I warn you know, because I’m about to go into detail about our emotional goodbye. I haven’t even typed it out yet and I’m crying, so read on at your own risk (and the risk of your tissues). Part of me really wants to forget these final moments because they hurt so badly, but another part of me wants others to understand how much our pets feel and know. Poppy knew it was time, and she didn’t want to go.
I put Poppy into her carrying case, and let Cookie come over to her and say goodbye. Cookie tried to get into the case in any way possible, but I had to take her away and put her back into the cage. She chattered at me when I did, and I don’t blame her. My mom and I drove Poppy to the vet and we waited until our name was called. Immediately I lost it, and when I entered the room I made sure I took Poppy out of her case and held onto her as tight as I could.
When the vet came in and we talked and I started crying harder, Poppy knew. She started to cry and crawled further onto my shoulder. Every time I tried to move her away from me, she grabbed onto me with her hands. I kept telling her, “I know, baby, I know,” and “I love you so much. It’ll be ok,” but it didn’t work for either of us. Finally it was time to say goodbye, and I handed her over to the vet, who was now crying herself. Our last interaction was the hardest – Poppy bit onto my finger and didn’t let go. I had to pet her head back and give her one last kiss, whisper to her that I love her and that I had to go, and I left.

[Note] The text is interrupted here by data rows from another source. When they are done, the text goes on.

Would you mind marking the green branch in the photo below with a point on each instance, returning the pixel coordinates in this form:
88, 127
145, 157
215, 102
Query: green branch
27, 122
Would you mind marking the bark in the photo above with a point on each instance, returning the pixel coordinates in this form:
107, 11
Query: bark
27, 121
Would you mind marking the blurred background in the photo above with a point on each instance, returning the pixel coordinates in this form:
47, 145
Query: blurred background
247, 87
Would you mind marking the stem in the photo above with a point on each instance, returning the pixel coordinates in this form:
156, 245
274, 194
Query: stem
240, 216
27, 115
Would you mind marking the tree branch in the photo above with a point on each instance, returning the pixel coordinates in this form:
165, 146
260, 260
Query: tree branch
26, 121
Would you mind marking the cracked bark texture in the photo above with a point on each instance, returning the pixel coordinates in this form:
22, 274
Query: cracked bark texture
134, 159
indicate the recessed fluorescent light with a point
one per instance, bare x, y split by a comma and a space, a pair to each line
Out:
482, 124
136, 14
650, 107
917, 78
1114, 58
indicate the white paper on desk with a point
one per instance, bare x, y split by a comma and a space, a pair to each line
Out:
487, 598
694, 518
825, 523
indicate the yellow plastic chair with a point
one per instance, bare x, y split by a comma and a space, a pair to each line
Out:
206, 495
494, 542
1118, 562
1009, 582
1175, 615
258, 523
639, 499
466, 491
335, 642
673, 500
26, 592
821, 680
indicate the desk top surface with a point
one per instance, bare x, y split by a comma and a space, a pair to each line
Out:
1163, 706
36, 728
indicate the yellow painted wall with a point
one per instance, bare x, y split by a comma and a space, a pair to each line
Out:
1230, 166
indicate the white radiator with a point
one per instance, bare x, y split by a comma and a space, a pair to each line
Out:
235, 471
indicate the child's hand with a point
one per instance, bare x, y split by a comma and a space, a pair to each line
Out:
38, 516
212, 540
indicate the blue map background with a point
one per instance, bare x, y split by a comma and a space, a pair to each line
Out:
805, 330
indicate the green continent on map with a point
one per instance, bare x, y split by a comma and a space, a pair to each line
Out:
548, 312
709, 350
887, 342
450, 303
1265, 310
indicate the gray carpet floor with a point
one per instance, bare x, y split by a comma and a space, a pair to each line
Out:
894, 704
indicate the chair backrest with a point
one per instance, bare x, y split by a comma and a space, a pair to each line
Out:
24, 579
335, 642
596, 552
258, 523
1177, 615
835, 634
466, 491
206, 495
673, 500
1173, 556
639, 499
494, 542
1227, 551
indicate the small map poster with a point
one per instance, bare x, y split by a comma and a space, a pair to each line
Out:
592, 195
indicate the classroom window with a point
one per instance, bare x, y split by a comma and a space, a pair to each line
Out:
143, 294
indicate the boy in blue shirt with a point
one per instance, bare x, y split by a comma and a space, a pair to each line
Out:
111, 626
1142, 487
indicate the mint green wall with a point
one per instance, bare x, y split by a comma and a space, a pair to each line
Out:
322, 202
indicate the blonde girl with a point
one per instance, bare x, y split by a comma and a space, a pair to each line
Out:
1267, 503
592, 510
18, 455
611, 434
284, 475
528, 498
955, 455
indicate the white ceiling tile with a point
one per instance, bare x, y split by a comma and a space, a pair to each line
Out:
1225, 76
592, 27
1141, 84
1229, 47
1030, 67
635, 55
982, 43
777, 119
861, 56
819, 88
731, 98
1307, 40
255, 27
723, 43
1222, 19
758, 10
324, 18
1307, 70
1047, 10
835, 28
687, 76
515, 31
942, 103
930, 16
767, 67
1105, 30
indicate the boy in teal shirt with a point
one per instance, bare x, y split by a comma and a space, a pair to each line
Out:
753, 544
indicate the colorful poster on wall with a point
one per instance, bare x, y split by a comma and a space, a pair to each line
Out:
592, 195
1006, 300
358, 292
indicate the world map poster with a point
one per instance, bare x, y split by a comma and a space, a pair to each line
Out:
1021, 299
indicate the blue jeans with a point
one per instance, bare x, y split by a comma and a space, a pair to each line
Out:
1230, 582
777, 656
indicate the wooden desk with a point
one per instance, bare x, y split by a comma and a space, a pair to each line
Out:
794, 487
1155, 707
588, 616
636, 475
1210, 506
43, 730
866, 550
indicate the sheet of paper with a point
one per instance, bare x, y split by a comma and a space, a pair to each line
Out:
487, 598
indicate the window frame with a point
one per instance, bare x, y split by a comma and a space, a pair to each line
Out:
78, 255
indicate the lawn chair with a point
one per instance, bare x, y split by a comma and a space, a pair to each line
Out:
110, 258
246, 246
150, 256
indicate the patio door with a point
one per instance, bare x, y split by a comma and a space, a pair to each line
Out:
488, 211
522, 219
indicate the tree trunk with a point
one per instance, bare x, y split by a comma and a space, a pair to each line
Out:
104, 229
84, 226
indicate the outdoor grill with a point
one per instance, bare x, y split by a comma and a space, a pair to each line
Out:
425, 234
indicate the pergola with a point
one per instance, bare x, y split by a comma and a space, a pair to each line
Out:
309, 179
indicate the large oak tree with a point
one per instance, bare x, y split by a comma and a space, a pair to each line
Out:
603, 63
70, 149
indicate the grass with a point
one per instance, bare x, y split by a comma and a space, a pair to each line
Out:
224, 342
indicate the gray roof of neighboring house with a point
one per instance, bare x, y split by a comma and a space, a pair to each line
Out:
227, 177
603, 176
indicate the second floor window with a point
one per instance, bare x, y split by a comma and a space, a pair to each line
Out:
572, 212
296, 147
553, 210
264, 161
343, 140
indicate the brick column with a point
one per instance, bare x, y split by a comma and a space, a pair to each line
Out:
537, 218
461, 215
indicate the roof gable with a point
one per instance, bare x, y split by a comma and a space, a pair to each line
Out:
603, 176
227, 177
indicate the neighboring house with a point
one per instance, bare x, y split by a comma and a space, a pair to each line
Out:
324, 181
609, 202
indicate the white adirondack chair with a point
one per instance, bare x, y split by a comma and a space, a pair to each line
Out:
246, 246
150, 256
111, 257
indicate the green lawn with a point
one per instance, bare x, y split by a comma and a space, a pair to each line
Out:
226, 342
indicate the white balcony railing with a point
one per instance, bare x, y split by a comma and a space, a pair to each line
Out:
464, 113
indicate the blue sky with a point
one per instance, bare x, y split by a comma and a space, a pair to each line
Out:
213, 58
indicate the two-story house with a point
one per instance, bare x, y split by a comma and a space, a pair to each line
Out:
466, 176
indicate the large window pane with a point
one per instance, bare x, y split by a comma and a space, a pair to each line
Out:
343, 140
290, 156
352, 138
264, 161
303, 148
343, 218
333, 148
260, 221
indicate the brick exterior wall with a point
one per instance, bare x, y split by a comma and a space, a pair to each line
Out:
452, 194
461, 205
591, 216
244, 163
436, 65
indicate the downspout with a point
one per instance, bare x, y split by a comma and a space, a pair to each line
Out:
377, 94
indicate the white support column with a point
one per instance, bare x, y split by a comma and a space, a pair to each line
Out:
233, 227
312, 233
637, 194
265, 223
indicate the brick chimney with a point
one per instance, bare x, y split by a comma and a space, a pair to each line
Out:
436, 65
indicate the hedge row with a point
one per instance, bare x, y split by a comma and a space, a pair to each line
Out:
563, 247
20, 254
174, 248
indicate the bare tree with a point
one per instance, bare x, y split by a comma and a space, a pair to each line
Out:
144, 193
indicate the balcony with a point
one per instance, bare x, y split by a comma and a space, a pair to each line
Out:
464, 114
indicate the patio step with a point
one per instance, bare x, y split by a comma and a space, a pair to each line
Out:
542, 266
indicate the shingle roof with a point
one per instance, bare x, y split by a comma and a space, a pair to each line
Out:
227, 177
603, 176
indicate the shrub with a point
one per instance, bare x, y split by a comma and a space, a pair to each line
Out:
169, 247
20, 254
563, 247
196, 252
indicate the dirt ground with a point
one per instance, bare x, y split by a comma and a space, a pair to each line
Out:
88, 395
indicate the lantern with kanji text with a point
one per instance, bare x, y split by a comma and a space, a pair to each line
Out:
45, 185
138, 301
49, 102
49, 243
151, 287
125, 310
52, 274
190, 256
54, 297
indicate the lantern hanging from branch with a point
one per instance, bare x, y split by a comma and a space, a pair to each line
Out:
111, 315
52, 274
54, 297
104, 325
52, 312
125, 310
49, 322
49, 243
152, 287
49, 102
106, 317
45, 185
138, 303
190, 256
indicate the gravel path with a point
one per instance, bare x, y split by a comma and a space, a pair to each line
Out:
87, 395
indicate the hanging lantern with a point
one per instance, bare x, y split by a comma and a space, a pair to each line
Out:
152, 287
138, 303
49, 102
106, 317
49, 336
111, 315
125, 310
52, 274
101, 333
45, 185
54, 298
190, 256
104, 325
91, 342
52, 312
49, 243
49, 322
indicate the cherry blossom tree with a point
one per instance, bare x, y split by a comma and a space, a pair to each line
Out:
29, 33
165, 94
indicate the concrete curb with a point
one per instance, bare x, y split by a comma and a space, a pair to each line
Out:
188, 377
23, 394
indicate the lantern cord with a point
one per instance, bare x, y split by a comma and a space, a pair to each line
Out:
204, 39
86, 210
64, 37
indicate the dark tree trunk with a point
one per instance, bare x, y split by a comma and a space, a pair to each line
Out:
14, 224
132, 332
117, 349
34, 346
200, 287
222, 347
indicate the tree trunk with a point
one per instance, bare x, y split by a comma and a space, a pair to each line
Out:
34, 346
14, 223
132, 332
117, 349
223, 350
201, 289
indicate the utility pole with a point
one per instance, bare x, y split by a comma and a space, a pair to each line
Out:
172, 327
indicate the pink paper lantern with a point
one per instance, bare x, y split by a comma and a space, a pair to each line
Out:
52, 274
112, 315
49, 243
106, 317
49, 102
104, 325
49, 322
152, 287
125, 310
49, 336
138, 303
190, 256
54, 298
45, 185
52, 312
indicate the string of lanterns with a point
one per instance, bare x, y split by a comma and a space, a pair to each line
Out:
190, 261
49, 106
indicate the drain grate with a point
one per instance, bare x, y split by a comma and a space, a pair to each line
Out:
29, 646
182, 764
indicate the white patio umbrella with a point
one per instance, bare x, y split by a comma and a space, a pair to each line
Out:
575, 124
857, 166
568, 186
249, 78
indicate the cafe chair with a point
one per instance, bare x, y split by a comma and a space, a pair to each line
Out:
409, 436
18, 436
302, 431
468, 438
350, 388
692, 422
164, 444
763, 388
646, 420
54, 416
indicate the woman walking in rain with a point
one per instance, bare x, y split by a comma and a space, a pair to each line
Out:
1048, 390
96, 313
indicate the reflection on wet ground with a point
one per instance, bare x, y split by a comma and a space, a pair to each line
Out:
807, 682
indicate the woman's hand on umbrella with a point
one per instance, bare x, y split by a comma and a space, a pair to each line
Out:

I had a panic attack. I couldn’t feel my legs and I collapsed onto the chairs outside of the room. I stopped breathing and had to have my mom escort me to the car. On the way home I felt dead. The tears kept coming, but I wasn’t crying. I was just still, no emotion coming out. The emotions happen now, though. I’m bawling as I write this, and every now and then I just start crying and Cookie crawls onto my should and comforts me with purrs of support. She misses Poppy, too, and knows how hard it is on me. She knows we need each other.
Poppy is a pet I will never forget. She was my daughter and Cookie’s sister, and she was loved by everyone she met. She won Next Top Piggie and was loved by all of the Piggie Pals. She was a dork, a butt, and a goober. Now she’s up playing with Kirby and Marshmellow, my westies, and all of her bunny brothers and sisters, eating everything she can and popcorning through fields of timothy hay.
Your Momma loves you very much, sweetie, and we will always remember you.
If anyone ever tries to tell you that it’s ‘just a guinea pig’, then they have never felt the loss of a little one.